Era um acasalamento bestial, sem qualquer carícia ou preliminares.
A penetração não foi muito difícil. Apenas com os beijos, a parte de trás de Hayul já estava tão molhada que o líquido escorria pela coxa. Mas mesmo estando suficientemente lubrificado, não significava que não fosse doloroso. Como poderia ser indolor se fora violentamente penetrado por algo tão grosso e comprido? Hayul soltou um gemido misturado com dor e seu corpo tremeu violentamente. Da cintura erguida até as costas, ele estremeceu como se tivesse levado um choque. Não importava o quão preparado estivesse, enfiar tudo de uma vez era maldade demais. Ainda mais porque essa posição fazia a penetração ser mais profunda e dolorosa.

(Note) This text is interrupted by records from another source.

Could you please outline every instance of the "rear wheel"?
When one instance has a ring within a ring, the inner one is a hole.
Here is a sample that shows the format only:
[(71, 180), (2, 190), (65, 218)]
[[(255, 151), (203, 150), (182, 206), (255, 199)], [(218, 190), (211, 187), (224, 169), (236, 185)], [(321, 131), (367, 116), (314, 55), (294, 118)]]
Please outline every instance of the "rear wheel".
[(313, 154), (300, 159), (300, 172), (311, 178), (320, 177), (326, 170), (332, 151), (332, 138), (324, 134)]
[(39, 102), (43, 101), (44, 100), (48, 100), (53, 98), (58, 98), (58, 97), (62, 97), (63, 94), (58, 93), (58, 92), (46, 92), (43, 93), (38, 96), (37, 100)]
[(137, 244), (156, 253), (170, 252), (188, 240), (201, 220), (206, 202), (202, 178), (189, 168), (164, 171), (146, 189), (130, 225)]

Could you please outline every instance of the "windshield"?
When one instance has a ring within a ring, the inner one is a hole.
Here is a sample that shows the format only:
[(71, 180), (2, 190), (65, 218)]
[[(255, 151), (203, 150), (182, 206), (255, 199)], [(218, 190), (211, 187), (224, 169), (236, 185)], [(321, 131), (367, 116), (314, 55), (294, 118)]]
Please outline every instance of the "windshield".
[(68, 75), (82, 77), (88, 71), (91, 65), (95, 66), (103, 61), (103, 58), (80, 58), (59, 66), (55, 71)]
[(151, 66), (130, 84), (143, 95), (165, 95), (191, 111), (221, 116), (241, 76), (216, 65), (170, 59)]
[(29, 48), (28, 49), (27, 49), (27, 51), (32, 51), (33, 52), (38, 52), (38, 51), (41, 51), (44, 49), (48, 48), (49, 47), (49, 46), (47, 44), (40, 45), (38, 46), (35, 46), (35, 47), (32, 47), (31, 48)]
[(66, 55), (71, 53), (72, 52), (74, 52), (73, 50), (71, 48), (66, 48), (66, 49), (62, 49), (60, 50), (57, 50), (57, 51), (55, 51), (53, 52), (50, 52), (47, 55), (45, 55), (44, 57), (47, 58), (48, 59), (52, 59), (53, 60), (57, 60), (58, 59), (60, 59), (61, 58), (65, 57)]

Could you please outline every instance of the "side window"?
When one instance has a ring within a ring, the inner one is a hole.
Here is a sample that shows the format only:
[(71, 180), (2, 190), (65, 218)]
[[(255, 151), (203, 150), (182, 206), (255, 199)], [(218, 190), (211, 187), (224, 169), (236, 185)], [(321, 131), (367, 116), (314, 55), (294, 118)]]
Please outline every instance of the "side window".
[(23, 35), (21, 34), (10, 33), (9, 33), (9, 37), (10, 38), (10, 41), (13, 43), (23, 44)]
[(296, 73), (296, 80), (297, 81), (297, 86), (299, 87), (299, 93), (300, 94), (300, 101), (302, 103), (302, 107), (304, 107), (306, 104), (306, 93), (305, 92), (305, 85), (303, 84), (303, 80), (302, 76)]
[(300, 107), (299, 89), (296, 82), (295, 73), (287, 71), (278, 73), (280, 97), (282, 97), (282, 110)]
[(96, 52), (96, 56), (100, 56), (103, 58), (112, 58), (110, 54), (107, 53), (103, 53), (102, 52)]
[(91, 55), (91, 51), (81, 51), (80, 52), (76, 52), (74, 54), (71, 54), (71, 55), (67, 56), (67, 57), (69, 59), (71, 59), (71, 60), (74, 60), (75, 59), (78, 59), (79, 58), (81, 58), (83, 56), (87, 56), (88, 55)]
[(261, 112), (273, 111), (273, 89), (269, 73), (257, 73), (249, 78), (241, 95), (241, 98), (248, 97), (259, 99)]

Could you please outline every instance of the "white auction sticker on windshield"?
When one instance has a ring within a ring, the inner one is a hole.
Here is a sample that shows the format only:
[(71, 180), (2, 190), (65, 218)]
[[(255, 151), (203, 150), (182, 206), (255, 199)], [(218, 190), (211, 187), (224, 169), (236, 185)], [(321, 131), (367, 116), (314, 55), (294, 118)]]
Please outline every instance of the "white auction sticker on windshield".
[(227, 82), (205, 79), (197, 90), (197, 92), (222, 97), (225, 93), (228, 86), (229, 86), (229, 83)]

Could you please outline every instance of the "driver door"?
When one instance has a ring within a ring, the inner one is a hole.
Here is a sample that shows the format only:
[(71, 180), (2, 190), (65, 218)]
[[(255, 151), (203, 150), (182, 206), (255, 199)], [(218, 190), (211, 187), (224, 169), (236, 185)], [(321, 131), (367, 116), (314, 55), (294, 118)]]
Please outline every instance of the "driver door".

— A… Ai, dói. Dói, porra. Tira.
— Dói? Impossível.
Uma voz grave soou atrás dele, e a coisa enfiada profundamente dentro dele moveu-se como uma serpente. Só o fato de estar dentro já deixava o ventre dele pressionado e completamente cheio; quando aquilo se movia, Hayul sentiu a nítida sensação que ia enlouquecer.
— N-não se mexa. Aa… ugh…
— Por que está doendo?
— F-filho da… Você pergunta porque não sabe? Se você também tivesse um…. ah, ugh, um pau enorme enfiado em você, aahh.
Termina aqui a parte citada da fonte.